= Adolph Koldofsky =

London-born violinist

Adolph Koldofsky (13 September 1905 – 8 April 1951) was a London-born violinist, living for most of his career in Canada and later in America. He was an orchestral player and member of chamber music ensembles; he commissioned and gave the premiere of Arnold Schoenberg's Phantasy Op. 47 for violin and piano.

==Life==
Koldofsky was born in London in 1905, son of Russian-Jewish parents. He moved to Canada in 1910, and later returned to Europe to study violin with Eugène Ysaÿe and Otakar Ševčík; he toured Czechoslovakia as leader of the Ševčík String Quartet.

In Canada he played with the Toronto Symphony Orchestra intermittently from 1923 to 1938. From 1938 to 1942 he was second violin with the Hart House String Quartet, a Toronto quartet founded in 1923.

===C. P. E. Bach manuscripts===
From 1934 for several years, Koldofsky endeavoured to authenticate manuscripts of keyboard concertos shown to him, said to be by C. P. E. Bach. He established that all were in the same handwriting, but not the composer's own hand; seven were already known, seven were apparently not known. Five of the unknown concertos were given modern premieres in March and April 1943 in Toronto by the harpsichordist Wanda Landowska, broadcast by the Canadian Broadcasting Corporation. The manuscripts were deposited at the University of California, Berkeley.

In 1943 he married the piano accompanist Gwendolyn Williams.

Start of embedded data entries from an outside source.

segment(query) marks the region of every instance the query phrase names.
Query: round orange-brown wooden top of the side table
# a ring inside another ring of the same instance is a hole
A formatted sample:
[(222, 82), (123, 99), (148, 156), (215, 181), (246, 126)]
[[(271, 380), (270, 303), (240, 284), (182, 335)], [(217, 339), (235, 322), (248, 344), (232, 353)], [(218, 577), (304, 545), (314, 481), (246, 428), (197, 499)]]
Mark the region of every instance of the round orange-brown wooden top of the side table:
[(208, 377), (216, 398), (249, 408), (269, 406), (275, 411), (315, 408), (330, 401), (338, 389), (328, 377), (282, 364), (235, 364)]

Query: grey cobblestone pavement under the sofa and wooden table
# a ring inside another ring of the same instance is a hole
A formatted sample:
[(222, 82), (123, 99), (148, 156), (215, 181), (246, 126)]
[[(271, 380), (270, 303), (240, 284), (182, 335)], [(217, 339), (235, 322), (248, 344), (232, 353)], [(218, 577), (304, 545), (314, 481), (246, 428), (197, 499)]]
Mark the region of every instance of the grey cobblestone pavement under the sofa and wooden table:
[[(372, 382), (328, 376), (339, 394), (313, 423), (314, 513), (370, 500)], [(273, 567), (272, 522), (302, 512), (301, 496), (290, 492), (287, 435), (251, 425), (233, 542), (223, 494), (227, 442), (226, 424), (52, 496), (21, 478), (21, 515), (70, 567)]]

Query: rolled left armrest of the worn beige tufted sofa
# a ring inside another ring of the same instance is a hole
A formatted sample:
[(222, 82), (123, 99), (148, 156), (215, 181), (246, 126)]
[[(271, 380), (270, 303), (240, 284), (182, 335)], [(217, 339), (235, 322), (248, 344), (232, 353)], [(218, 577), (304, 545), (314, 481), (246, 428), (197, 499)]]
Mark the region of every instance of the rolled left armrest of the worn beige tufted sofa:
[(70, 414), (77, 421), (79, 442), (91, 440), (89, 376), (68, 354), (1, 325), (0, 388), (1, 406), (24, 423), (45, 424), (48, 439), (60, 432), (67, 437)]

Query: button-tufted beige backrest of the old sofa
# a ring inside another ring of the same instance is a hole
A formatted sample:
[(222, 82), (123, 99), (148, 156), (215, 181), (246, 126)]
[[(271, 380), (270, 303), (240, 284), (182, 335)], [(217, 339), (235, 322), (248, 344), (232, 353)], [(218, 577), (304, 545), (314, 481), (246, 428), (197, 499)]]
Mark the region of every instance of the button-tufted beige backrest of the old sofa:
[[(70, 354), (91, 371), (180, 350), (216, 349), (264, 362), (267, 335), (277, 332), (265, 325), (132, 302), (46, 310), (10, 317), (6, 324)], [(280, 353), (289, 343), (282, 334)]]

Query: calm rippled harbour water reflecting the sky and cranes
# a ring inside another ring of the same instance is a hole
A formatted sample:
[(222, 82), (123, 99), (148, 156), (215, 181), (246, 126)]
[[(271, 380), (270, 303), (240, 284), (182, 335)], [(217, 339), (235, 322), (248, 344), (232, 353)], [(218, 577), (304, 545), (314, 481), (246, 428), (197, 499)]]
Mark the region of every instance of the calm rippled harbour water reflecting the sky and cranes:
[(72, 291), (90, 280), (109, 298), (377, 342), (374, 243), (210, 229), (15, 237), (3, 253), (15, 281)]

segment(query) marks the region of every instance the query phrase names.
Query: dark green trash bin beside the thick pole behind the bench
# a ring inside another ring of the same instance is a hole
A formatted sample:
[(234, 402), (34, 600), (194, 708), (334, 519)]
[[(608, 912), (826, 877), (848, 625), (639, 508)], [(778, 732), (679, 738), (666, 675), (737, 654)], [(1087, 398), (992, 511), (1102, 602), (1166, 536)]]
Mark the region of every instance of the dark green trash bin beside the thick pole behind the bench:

They gave recitals for violin and piano; Koldofsky performed as soloist with orchestras. They moved to Vancouver in 1944, and Koldofsky became concertmaster of the Vancouver Symphony Orchestra.

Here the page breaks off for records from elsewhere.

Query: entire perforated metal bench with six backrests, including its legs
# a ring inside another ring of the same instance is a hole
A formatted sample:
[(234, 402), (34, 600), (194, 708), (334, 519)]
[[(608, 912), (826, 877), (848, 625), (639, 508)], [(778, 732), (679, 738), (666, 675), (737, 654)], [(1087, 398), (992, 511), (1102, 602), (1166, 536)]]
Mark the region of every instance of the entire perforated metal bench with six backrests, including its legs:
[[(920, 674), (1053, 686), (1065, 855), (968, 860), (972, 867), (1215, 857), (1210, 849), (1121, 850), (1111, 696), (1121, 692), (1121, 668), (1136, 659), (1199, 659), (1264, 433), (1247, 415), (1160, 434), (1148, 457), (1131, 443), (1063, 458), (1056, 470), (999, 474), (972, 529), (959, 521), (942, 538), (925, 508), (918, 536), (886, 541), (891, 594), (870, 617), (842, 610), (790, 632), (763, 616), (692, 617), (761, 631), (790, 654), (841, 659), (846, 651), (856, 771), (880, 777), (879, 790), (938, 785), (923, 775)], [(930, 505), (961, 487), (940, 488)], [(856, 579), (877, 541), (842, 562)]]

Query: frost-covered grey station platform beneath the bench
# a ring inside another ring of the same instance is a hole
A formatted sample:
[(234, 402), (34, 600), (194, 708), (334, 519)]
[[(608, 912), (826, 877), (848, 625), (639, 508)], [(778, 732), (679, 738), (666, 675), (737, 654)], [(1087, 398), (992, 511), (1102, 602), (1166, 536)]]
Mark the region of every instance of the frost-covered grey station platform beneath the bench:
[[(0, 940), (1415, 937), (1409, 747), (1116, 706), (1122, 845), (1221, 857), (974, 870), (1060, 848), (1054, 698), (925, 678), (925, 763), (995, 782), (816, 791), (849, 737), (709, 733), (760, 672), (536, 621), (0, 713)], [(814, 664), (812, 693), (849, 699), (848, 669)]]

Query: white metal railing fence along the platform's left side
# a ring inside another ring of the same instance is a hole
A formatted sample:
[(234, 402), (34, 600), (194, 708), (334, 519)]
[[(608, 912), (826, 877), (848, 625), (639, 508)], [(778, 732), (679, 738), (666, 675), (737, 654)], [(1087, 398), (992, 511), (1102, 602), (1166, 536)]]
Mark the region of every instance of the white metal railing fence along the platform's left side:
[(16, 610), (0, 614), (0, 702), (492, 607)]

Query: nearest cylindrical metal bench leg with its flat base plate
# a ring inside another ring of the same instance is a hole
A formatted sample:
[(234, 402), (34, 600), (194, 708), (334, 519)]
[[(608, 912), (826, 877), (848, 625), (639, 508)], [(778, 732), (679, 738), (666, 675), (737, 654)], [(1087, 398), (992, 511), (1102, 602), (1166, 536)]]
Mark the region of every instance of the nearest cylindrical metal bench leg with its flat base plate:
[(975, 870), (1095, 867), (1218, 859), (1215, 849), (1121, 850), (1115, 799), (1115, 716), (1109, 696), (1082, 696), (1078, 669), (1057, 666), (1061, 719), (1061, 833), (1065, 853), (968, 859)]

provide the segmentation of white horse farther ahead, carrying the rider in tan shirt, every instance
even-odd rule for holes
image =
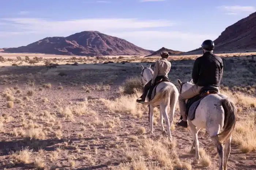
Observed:
[[[153,70],[150,67],[143,67],[141,65],[142,72],[140,73],[141,81],[143,85],[146,85],[148,81],[150,81],[153,78]],[[154,93],[152,93],[153,99],[149,102],[143,102],[142,104],[149,105],[149,120],[150,120],[150,132],[153,134],[153,110],[155,107],[159,109],[160,112],[160,121],[161,121],[161,127],[162,132],[165,132],[165,128],[163,127],[163,116],[165,117],[165,123],[167,126],[167,137],[169,139],[172,138],[170,126],[173,123],[173,116],[175,112],[176,103],[178,101],[178,89],[174,84],[171,82],[160,82],[156,87],[154,87],[153,92],[155,90],[155,96]],[[151,97],[151,98],[152,98]],[[148,101],[148,93],[146,96],[146,101]],[[167,114],[167,108],[170,106],[170,119]]]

===Los Angeles, and late works of Schoenberg===
The Koldofskys moved to Los Angeles in 1945. He played with the RKO Studio Orchestra, and gave chamber music recitals; he took part in a performance of Arnold Schoenberg's String Trio Op. 45, broadcast by KFWB in May 1949. Koldofsky commissioned a work for violin and piano from Schoenberg; the Phantasy for violin with piano accompaniment Op. 47 was composed in March 1949, and Koldofsky gave its first performance on 13 September of that year, the composer's 75th birthday.

Koldofsky died in Los Angeles in 1951. His wife founded an annual scholarship, the Koldofsky Fellowship in Accompanying, at the University of Southern California. This became the Gwendolyn and Adolph Koldofsky Memorial Scholarship.